Les Quinque Viae (Cinq Voies) constituent la démonstration systématique de Thomas d'Aquin de l'existence de Dieu à travers cinq arguments distincts fondés sur la raison naturelle. Chaque voie commence par une observation empirique du monde et procède par raisonnement causal pour conclure que Dieu existe comme principe explicatif ultime. Les cinq arguments sont : (1) du mouvement au Premier Moteur immobile, (2) de la causalité efficiente à la Cause Première, (3) de la contingence à l'Être Nécessaire, (4) des degrés de perfection à l'Être Maximal, et (5) de la téléologie au Concepteur Intelligent. Ces arguments prétendent établir l'existence de Dieu sans recours à la révélation, opérant purement dans le domaine du raisonnement philosophique accessible à tous les êtres rationnels.

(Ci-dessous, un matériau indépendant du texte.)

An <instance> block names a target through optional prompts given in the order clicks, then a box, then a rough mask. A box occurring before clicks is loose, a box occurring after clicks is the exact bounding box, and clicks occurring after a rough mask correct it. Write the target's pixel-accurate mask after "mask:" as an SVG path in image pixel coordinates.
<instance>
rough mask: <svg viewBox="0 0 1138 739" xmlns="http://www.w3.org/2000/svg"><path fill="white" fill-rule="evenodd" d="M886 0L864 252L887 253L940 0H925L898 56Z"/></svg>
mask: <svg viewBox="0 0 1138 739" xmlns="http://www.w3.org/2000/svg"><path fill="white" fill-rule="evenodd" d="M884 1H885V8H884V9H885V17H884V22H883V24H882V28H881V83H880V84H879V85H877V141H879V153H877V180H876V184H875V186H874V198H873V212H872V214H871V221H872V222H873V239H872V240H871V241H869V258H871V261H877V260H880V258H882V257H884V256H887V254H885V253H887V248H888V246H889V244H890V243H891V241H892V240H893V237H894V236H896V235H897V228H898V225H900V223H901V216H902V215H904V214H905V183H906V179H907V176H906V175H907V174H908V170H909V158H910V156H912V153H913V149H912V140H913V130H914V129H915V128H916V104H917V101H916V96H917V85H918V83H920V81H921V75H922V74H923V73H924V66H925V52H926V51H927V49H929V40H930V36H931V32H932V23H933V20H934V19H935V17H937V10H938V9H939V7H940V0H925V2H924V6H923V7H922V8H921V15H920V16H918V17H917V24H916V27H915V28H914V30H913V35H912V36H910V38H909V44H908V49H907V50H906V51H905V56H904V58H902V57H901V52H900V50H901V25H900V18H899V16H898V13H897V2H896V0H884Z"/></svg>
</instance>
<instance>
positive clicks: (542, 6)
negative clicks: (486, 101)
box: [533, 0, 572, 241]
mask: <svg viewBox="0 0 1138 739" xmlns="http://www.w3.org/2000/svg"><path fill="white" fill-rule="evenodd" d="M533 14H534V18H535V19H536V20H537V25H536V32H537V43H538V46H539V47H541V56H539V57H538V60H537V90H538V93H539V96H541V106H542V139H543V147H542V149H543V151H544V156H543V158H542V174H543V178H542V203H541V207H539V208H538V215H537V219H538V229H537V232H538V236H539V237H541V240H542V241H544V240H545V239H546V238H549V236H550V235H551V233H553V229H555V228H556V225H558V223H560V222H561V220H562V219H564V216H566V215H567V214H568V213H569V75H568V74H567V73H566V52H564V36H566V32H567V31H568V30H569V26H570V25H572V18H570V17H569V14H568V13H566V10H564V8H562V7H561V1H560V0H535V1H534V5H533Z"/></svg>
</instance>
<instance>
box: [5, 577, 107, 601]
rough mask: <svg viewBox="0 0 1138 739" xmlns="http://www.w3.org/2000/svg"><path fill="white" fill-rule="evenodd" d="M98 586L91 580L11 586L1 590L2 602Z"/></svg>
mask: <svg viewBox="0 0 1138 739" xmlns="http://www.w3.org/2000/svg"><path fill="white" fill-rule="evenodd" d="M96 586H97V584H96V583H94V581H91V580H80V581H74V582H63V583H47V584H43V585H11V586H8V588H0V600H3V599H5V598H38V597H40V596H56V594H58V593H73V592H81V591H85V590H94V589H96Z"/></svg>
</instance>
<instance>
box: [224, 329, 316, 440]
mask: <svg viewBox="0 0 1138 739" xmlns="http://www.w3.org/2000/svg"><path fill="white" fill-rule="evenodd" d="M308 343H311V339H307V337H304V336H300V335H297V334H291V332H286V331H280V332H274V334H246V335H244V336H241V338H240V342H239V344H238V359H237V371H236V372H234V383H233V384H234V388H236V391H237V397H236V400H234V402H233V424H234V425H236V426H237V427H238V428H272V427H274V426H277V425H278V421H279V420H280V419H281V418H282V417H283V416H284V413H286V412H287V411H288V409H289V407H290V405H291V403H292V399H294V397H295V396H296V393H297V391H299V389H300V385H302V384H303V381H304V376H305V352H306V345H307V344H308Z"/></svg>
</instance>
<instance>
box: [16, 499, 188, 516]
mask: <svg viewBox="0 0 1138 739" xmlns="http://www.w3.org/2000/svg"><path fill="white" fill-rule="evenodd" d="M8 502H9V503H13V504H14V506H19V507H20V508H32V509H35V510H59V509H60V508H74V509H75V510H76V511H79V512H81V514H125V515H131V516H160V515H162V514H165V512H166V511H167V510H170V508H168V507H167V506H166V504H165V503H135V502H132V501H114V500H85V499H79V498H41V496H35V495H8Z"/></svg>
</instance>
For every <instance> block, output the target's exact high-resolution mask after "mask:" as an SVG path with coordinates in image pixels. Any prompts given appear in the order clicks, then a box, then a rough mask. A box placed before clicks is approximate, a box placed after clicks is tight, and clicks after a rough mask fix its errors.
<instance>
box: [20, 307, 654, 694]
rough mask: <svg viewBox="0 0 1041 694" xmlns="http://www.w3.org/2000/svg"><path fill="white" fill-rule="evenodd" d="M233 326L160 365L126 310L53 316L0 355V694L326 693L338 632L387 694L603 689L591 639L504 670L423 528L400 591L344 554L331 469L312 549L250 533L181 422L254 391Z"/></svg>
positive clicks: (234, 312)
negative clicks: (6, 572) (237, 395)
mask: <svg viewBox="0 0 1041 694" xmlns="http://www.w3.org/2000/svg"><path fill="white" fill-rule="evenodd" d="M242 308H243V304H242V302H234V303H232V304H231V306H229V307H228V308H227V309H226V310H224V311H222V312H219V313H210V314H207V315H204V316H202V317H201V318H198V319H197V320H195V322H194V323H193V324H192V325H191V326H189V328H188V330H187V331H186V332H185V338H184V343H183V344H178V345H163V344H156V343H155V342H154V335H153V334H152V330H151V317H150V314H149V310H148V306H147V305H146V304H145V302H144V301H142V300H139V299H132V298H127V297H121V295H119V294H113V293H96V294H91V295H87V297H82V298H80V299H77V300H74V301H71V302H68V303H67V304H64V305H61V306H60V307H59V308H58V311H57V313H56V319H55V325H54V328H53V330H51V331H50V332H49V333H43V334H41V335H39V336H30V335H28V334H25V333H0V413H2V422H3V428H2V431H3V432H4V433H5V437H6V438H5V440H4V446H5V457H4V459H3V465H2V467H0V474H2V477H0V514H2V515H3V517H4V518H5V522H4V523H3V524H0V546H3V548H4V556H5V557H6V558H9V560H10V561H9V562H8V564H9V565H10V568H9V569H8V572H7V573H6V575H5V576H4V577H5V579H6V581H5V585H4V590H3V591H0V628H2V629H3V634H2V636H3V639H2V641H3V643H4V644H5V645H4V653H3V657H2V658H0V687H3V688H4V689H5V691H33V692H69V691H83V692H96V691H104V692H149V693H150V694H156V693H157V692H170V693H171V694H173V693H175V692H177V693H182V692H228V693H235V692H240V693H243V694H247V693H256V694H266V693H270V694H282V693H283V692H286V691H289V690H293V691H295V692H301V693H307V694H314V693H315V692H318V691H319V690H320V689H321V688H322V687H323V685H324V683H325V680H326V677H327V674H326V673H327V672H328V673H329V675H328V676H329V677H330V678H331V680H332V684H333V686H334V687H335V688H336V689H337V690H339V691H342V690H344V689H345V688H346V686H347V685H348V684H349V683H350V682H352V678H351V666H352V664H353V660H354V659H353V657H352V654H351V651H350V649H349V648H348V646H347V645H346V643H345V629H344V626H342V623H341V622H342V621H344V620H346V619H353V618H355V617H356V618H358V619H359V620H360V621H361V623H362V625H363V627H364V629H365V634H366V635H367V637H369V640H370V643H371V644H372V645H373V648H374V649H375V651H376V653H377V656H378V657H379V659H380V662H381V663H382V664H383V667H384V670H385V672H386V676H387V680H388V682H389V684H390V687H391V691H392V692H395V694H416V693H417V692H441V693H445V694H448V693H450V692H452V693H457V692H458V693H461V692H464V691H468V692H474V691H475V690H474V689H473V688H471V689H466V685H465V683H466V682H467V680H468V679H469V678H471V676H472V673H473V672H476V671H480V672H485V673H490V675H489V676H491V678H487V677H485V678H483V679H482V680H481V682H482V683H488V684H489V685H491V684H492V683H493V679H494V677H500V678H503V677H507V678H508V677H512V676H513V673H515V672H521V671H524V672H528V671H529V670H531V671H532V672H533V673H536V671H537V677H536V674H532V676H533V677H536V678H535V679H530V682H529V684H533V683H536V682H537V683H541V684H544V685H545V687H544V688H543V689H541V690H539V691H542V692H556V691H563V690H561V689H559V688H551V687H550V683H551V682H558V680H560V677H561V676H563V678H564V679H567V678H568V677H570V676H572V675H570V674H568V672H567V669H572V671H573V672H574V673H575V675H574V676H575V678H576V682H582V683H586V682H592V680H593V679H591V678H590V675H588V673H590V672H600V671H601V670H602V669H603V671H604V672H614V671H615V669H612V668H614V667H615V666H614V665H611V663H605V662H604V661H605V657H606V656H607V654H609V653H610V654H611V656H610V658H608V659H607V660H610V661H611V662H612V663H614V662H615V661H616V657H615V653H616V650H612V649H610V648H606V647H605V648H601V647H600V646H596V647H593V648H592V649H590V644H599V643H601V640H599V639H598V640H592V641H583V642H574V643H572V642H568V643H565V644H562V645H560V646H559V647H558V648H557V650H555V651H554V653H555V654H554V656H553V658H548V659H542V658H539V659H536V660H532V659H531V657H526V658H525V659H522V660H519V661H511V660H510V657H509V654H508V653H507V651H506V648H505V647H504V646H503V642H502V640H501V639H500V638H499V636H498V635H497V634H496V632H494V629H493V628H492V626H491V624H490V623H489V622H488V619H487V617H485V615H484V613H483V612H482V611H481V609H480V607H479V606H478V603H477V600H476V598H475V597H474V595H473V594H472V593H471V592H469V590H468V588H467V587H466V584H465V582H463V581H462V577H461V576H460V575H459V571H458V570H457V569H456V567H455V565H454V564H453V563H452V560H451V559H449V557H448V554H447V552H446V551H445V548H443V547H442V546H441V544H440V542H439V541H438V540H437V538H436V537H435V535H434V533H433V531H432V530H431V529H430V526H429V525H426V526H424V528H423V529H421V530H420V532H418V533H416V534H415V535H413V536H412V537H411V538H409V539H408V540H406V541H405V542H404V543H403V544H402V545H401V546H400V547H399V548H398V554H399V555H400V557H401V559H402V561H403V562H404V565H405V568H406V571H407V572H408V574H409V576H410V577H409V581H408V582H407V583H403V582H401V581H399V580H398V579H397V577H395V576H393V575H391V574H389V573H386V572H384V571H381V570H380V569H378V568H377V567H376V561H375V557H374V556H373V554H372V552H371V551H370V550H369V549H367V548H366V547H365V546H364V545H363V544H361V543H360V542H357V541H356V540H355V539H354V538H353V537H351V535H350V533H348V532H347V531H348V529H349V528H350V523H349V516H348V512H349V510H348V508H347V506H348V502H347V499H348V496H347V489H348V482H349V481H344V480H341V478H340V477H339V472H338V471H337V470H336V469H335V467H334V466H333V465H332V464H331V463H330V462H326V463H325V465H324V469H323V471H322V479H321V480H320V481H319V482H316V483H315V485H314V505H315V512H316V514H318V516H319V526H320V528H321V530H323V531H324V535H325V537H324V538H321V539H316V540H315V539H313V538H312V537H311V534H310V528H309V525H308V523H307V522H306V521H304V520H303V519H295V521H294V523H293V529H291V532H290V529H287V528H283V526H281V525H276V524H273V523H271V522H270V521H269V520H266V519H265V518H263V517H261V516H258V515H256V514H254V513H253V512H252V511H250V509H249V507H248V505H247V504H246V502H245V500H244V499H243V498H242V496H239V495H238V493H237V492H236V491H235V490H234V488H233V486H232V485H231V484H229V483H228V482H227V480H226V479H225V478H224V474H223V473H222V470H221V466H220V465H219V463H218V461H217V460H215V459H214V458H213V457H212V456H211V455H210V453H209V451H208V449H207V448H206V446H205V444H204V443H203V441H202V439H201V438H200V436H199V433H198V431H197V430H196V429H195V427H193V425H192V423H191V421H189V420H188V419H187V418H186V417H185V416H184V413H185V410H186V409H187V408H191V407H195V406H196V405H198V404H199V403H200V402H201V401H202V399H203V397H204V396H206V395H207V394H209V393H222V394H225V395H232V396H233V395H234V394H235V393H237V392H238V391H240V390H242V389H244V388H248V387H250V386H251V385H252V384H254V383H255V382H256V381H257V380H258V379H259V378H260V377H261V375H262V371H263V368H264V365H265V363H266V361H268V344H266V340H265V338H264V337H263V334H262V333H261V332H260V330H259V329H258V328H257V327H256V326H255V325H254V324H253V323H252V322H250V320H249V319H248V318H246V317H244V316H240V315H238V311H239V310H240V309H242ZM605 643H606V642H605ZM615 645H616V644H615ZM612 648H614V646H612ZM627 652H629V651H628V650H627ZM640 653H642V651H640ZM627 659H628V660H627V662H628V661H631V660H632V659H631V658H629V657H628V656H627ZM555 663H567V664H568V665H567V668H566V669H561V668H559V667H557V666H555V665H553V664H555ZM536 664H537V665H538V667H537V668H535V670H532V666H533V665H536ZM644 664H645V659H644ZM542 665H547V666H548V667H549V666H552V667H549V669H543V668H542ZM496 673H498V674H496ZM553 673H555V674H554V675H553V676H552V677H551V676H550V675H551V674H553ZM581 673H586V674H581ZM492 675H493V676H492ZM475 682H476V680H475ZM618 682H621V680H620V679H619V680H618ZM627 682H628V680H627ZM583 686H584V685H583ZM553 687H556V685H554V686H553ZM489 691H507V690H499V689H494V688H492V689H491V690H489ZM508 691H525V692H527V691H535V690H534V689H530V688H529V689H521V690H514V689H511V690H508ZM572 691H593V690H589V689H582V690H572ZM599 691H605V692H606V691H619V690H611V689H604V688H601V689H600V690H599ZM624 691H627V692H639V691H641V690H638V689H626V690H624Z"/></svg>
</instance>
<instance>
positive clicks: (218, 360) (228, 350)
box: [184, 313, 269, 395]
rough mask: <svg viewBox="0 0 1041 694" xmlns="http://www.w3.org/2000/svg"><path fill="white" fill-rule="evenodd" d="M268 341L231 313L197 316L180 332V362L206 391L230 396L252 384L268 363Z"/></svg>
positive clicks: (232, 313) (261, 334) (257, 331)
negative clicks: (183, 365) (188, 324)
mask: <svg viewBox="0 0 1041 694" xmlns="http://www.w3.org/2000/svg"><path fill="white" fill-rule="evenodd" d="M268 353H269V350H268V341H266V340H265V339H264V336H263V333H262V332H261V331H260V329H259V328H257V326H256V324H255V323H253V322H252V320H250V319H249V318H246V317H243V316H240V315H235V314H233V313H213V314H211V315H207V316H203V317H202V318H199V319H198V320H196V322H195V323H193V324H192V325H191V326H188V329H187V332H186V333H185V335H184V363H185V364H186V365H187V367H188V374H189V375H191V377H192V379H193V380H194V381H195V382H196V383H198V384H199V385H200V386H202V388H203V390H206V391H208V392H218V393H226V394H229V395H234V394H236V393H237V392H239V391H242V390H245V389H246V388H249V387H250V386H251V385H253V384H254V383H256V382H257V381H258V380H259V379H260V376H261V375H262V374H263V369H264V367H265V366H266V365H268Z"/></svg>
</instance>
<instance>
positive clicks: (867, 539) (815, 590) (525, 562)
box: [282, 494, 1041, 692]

Thomas d'Aquin (1225-1274) a présenté les Quinque Viae dans sa Somme Théologique (I, q.2, a.3), synthétisant la philosophie aristotélicienne avec la théologie chrétienne. Tout en s'appuyant sur des penseurs antérieurs—particulièrement la Physique et la Métaphysique d'Aristote pour les deux premières voies, et la Métaphysique du Shifā' d'Avicenne pour la troisième—Thomas d'Aquin a donné à ces arguments leur formulation classique. La tradition fut poursuivie par des commentateurs comme Jean Capreolus (1380-1444) dans ses Defensiones, Cajetan (1469-1534) dans son commentaire sur la Somme, et Jean de Saint-Thomas (1589-1644) dans son Cursus Philosophicus. Au vingtième siècle, les néo-thomistes comme Étienne Gilson (Le Thomisme, 1956) et Jacques Maritain (Approches de Dieu, 1954) ont défendu des versions actualisées, tandis qu'Edward Feser (Aquinas, 2009) a soutenu leur pertinence contemporaine.
Les critiques ont soulevé des objections substantielles contre chaque voie. David Hume (Dialogues sur la religion naturelle, 1779) a argumenté que les principes causaux valides à l'intérieur de l'univers ne peuvent être étendus à l'univers dans son ensemble. Emmanuel Kant (Critique de la raison pure, 1781) a soutenu que les arguments appliquent illégitimement des catégories de l'expérience au-delà de l'expérience possible. Bertrand Russell a déclaré fameusement l'univers un « fait brut » ne nécessitant aucune explication. Les philosophes contemporains comme J.L. Mackie (The Miracle of Theism, 1982) et Graham Oppy (Arguing About Gods, 2006) contestent l'inférence des êtres contingents à un être nécessaire. Les défenseurs répondent que ces objections mécomprennent le cadre métaphysique : les arguments concernent l'acte et la puissance, non les séquences temporelles ; ils démontrent la nécessité métaphysique et non logique ; et ils établissent des attributs par théologie négative qui évitent l'anthropomorphisme.
Les Quinque Viae diffèrent des autres formulations de théologie naturelle par leur systématicité et leur rigueur métaphysique. Contrairement à la tradition du Livre de la Nature, qui privilégie la lecture contemplative de la création, les Cinq Voies emploient un raisonnement démonstratif strict. Contrairement à la Révélation Générale, qui concerne ce que tous les humains peuvent connaître de Dieu par la création et la conscience, les Quinque Viae se concentrent spécifiquement sur les preuves d'existence. Contrairement à la Physico-théologie, qui émergea dans la science moderne pour argumenter à partir de la mécanique newtonienne, les arguments d'Aquin reposent sur des principes métaphysiques plutôt qu'empiriques qui revendiquent l'indépendance vis-à-vis du changement scientifique.